Artikel 7        Agrarisch gebied met landschappelijke waarden en natuurwaarden (Aln)

 

7.1       Doeleindenomschrijving

 

De op de plankaart voor ‘Agrarisch gebied met landschappelijke waarden en natuurwaarden’ (Aln) aangewezen gronden zijn bestemd voor de volgende doeleinden:

a    agrarische doeleinden, in de vorm van agrarische bodemexploitatie met bijbehorende voorzieningen;

b    behoud, herstel en/of ontwikkeling van landschappelijke waarden;

c    behoud, herstel en/of ontwikkeling van de natuurwaarden in het algemeen en in het bijzonder voor de op de plankaart aangeduide:

-     ‘Struweelvogels’ en/of;

-     ‘Kwetsbare soorten’;

d    behoud, herstel en/of ontwikkeling van de hydrologische betekenis;

e    behoud, herstel en/of ontwikkeling van hydrologische waarden ter plaatse van de aanduiding ‘Hydrologisch waardevol’ op de plankaart;

f     behoud van archeologische waarden ter plaatse van de aanduiding ‘Archeologische verwachtingswaarde’ op de plankaart;

g    behoud van (onverharde) paden, wegen en parkeervoorzieningen;

h    water en waterhuishoudkundige voorzieningen;

i      extensief recreatief medegebruik.

 

Met dien verstande dat daar waar deze bestemming samenvalt met de ‘Woondoeleinden (medebestemming)’ het bepaalde in de medebestemming van toepassing is.

 

 

7.2       Bouwvoorschriften

 

Op of in deze gronden mogen geen bouwwerken worden gebouwd behoudens:

a    kleinschalige bouwwerken met een oppervlakte van minder dan 10 m² en een hoogte van ten hoogste 3 m;

b    afrasteringen voor het agrarisch beheer;

c    eenvoudige voorzieningen, in de vorm van bouwwerken, geen gebouwen zijnde, voor recreatief medegebruik.

 

 

7.3       Aanlegvoorschriften

 

7.3.1 Aanlegvergunning

Het is verboden zonder of in afwijking van een schriftelijke vergunning van burgemeester en wethouders (aanlegvergunning) de volgende werken en werkzaamheden uit te voeren of te laten uitvoeren:

a    in het algemeen:

1    het verzetten van grond (afgraven, ophogen, vergraven, egaliseren, diepploegen, diepwoelen) van meer dan 100 m3 of op een diepte van meer dan 0,40 m onder maaiveld, een en ander voor zover geen vergunning vereist is in het kader van de Ontgrondingenwet;

2    het graven, dempen, dan wel verdiepen, vergroten of anderszins herprofileren van waterlopen, sloten en greppels.

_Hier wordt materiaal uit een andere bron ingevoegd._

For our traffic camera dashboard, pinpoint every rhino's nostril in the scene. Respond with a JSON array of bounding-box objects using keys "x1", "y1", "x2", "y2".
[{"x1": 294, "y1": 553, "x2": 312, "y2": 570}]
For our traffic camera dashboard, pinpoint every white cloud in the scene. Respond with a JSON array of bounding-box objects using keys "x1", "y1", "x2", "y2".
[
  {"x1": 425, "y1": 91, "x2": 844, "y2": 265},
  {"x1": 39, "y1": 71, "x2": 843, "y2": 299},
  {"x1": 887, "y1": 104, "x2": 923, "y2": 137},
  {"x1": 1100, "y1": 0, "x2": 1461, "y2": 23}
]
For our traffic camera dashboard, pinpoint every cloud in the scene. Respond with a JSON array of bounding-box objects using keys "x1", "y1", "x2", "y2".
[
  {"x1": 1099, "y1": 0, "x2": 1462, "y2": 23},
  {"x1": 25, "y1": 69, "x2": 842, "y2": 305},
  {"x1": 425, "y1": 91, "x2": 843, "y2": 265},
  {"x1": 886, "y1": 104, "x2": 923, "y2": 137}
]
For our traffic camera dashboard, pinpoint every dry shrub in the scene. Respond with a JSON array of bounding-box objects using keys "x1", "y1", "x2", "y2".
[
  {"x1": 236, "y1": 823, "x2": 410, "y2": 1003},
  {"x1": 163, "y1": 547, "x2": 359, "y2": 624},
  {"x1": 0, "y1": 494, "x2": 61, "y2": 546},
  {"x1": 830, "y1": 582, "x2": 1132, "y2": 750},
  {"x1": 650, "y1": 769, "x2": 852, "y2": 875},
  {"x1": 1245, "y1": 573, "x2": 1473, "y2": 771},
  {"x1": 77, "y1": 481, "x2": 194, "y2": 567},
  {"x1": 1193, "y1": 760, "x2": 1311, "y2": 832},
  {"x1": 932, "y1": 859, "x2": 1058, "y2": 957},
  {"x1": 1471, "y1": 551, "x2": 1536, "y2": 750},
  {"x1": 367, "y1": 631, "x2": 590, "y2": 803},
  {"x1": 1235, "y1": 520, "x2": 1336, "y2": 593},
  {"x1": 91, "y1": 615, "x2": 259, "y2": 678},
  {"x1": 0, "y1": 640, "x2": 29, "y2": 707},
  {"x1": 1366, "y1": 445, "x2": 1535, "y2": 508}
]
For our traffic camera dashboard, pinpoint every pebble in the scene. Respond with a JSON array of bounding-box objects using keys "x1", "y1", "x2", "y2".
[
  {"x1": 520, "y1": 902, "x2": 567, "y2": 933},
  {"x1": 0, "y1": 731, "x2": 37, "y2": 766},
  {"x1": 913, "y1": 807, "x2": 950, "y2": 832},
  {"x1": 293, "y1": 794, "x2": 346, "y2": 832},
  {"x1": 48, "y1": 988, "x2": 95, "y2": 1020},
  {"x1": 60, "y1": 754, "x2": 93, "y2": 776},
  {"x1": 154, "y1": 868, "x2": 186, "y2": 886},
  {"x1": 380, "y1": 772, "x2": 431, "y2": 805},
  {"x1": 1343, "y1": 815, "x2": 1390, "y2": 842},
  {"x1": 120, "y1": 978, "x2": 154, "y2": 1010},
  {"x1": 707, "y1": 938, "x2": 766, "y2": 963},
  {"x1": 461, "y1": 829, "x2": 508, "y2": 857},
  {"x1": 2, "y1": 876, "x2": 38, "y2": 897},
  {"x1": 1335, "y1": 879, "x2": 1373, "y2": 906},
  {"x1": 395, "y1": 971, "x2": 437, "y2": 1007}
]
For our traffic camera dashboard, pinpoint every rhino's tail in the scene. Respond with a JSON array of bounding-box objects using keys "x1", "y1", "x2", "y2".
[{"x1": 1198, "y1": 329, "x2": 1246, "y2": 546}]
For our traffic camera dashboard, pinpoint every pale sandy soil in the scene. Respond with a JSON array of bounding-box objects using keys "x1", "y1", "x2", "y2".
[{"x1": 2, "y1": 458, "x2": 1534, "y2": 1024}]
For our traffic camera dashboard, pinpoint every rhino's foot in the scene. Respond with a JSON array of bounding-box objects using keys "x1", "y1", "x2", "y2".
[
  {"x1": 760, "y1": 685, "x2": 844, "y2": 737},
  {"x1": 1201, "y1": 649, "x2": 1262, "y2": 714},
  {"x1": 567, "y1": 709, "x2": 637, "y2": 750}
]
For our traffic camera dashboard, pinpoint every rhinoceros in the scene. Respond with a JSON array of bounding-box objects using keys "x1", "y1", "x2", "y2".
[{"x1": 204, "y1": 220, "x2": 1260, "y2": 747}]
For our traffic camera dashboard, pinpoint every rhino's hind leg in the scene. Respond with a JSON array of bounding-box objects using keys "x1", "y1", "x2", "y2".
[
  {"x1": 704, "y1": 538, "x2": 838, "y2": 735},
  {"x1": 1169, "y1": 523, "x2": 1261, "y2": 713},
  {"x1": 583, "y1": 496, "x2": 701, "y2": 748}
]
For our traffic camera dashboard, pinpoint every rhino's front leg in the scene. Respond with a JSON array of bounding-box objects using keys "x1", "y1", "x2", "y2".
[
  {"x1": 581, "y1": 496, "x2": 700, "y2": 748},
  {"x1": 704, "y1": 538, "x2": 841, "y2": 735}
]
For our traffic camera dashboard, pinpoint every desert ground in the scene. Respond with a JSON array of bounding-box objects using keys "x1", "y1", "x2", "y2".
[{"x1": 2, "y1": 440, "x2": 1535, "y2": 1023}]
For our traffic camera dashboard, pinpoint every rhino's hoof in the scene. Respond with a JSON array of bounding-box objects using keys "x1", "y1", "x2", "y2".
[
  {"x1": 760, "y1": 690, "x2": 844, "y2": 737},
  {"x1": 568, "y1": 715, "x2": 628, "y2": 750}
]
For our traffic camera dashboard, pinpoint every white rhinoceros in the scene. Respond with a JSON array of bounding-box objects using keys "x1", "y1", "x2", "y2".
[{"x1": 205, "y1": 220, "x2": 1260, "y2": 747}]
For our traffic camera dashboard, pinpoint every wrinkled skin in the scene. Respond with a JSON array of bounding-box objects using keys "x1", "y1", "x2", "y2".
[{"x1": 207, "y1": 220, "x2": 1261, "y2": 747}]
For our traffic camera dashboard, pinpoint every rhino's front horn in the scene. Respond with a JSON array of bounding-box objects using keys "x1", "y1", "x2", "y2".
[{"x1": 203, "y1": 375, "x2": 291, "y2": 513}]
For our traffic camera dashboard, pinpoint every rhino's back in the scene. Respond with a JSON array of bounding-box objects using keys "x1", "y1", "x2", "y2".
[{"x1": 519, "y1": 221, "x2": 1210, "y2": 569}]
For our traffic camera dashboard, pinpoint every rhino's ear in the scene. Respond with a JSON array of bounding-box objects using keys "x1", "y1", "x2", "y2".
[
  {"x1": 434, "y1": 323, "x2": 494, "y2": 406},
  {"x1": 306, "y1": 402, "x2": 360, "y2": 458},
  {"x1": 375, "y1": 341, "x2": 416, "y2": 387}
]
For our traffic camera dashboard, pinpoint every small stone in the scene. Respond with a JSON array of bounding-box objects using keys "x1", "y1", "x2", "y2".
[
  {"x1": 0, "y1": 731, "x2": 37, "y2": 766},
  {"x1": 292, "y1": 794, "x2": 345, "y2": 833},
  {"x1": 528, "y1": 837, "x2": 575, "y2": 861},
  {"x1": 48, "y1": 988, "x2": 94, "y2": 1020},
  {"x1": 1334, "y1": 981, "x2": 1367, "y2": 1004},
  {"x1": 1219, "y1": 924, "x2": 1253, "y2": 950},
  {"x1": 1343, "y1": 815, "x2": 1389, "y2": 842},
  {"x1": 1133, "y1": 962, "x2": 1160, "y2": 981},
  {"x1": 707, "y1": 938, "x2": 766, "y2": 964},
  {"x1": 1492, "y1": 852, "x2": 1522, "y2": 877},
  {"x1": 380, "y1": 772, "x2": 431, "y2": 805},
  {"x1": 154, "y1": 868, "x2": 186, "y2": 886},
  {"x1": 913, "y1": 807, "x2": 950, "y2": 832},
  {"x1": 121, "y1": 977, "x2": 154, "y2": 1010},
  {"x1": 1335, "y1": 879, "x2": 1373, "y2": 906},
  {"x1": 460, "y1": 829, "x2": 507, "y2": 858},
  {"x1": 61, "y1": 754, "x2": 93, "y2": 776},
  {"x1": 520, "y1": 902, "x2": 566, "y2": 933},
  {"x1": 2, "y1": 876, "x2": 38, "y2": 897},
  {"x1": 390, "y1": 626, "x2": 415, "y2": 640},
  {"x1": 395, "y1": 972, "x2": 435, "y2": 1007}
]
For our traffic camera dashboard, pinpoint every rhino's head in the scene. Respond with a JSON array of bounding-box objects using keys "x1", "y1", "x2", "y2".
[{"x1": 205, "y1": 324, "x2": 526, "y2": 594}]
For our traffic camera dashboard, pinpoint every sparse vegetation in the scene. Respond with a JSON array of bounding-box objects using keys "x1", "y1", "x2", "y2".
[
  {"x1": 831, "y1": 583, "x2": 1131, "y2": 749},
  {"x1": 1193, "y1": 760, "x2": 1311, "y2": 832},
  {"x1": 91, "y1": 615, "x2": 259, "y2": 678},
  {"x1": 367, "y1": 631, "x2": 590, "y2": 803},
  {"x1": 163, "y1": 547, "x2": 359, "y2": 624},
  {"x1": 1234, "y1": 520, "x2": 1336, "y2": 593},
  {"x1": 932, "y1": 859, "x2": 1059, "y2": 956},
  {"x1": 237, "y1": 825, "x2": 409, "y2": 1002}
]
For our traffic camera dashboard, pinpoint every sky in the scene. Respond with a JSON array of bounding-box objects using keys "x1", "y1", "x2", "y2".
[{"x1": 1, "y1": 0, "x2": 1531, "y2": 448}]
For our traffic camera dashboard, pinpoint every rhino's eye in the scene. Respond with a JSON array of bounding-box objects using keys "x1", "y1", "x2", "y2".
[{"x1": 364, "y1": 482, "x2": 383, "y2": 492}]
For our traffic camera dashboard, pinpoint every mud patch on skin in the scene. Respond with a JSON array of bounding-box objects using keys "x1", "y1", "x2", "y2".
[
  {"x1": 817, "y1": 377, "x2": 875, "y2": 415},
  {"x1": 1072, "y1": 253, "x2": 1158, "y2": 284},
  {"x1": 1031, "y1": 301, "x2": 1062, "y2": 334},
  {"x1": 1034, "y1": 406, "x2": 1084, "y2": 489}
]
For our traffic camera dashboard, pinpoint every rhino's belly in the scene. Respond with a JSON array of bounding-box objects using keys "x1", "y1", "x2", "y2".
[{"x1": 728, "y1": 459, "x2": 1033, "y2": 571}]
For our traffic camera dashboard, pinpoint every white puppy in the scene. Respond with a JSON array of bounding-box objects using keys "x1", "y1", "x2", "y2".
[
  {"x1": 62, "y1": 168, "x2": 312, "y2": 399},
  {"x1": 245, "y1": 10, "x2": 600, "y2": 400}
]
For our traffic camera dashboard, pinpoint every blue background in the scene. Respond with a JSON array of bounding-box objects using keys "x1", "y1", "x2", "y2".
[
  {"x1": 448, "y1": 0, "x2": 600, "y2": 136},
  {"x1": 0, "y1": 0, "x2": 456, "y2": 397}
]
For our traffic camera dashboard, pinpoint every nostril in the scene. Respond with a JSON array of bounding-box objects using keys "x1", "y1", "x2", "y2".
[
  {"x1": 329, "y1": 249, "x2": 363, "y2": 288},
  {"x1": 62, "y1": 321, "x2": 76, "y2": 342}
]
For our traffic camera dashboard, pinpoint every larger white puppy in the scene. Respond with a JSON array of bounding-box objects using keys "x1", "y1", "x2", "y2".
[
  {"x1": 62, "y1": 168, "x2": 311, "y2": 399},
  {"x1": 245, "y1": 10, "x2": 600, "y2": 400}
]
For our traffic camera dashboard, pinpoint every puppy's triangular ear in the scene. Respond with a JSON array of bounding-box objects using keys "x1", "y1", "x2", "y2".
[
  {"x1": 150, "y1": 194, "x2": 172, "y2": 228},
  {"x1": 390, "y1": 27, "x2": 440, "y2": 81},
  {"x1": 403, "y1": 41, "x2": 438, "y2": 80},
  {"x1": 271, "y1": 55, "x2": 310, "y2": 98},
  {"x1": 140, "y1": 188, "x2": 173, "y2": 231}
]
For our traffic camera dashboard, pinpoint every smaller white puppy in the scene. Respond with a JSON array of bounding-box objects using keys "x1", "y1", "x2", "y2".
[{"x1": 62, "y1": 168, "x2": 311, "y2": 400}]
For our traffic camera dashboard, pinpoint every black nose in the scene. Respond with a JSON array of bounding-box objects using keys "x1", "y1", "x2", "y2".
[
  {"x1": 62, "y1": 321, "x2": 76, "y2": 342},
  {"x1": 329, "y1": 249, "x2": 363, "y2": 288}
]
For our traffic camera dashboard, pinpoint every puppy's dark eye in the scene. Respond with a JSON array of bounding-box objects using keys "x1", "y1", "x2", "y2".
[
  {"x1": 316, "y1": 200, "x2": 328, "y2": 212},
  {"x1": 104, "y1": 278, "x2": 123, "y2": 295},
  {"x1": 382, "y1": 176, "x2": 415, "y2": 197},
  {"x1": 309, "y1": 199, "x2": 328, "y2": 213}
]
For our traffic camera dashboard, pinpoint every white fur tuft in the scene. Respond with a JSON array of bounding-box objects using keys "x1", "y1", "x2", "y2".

3    het verwijderen van landschapselementen die ten tijde van het van kracht worden van het plan aanwezig waren;


4    het aanbrengen van niet-omkeerbare verhardingen en/of verharde oppervlakten van meer dan 100 m² anders dan een bouwwerk.

b    ter plaatse van de aanduiding ‘Struweelvogels’ op de plankaart:

1   het aanbrengen van teeltondersteunde voorzieningen (geen bouwwerken zijnde);

2   het aanleggen en/of verharden van wegen, fiets-, wandel- en ruiterpaden.

c    ter plaatse van de aanduiding ‘Kwetsbare soorten’ op de plankaart:

1    de aanleg van drainage ongeacht de diepte, tenzij het gaat om vervanging van een reeds bestaande drainage;

2    het verlagen van de waterstand anders dan door middel van het graven van sloten of het toepassen van drainagemiddelen met uitzonderingen van grondwateronttrekkingen;

3    het beplanten van gronden met houtgewas, ter plaatse van gronden die hiermee niet beplant waren ten tijde van het van kracht worden van het plan;

4    het permanent, voor een aaneengesloten periode langer dan 2 jaar, omzetten van grasland in bouwland;

5    het aanbrengen van teeltfolies en lage tunnels of andere tijdelijke teeltondersteunde voorzieningen (geen bouwwerken zijnde);

6    het aanleggen en/of verharden van wegen, fiets-, wandel- en ruiterpaden.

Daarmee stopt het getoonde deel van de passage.